Bush himself, of course, will be untouchable at Estancia del Chimp-o in Paraguay. He doesn't owe Cheney a damn thing.

If I were the new Prez, I'd take advantage of the expanded executive powers Bush declared about locking up American citizens indefinitely without charges or due process and round up enough neocons to replace the existing detainees at Gitmo. Then I'd sign on to the International Criminal Court and transfer them slowly, one case at a time, to The Hague, Cheney last. If he lived that long. It would be a fitting end for him to die alone and powerless, incommunicado in a concrete and steel cage in jailhouse orange with nothing but a Gideon Koran for company.

Picture it ...

Paris 1814*:

...

What you have is a two-tiered system of justice where ordinary Americans are subjected to the most merciless criminal justice system in the world. They break the law. The full weight of the criminal justice system comes crashing down upon them. But our political class, the same elites who have imposed that incredibly harsh framework on ordinary Americans, have essentially exempted themselves and the leaders of that political class from the law.

They have license to break the law. That's what we're deciding now as we say George Bush and his top advisors shouldn't be investigated let alone prosecuted for the laws that we know that they've broken. And I can't think of anything more damaging to our country because the rule of law is the lynchpin of everything we have.

...


Maybe a second American revolution is what's needed? When you have a group of 'untouchables' who can perpetrate crimes in our name without fear of punishment, you have what amounts to a monarchy.

It's the reason Cheney can come on the TV and basically admit he authorized and condoned war crimes, and do it unrepentantly, and leave the studio a free man, we no longer have the America we used to know.

When Bush can come on the TV and say "so what" when the point was made that al-Qaeda wasn't operating in Iraq before we invaded under false pretenses, we have a government that no longer cares for the lives of Americans.

When we have an opposition party who takes prosecutions "off the table" before the first investigation is begun, you know something is seriously wrong with the system that values the Rule of Law above all else.

Maybe the whole bunch should be rounded up and taken away (read what you will into that) - they're all complicit in creating an 'elite class' for whom crime and punishment have no meaning, for whom laws are merely speed bumps on their way to furthering their self-interest.

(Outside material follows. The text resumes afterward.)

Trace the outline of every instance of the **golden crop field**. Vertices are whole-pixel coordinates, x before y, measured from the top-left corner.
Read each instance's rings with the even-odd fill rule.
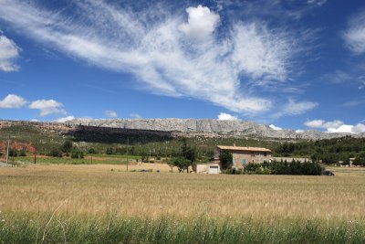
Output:
[[[356,220],[365,217],[365,170],[335,176],[168,173],[166,164],[29,164],[0,168],[0,210],[71,216]],[[156,173],[160,169],[162,173]]]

At the very least, there should be term limits for those in Congress. Politics should be a calling, not a career, not a chance to become a feudal lord, making decisions for his serfs without thought for their lives or well-being. The American political system is not even a shadow of its former self, the Constitution now "merely a piece of paper" for those in power, but used as a club to keep the proles in line.

The election last month proved the American people have had enough. The sad thing is, we've elected a party (our only choice) that neither has the will, or the stomach, to uphold the law. While, hopefully, they won't be as blatant in their lawbreaking, the fact they are letting Bush/Cheney walk makes them merely the flip side of the same coin.

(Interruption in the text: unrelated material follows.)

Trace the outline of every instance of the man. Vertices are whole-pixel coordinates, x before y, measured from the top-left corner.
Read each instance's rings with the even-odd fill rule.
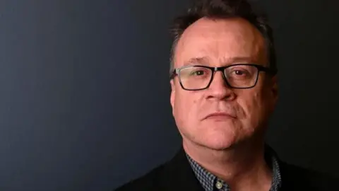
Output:
[[[170,103],[182,149],[117,190],[338,190],[264,143],[278,100],[272,31],[246,1],[198,1],[172,29]]]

I'll believe in the American system again when those in the leadership stand up and say "we will not abide lawbreaking by anyone" and takes action to back it up. Until then, get off my back about retiring in Europe. When the rich and politically connected begin to pay for their crimes, I'll begin to have faith in my country again. We're supposed to have voted for change but I get the sinking feeling we voted for business as usual.

*Thanks to Virgo for the Moyers link.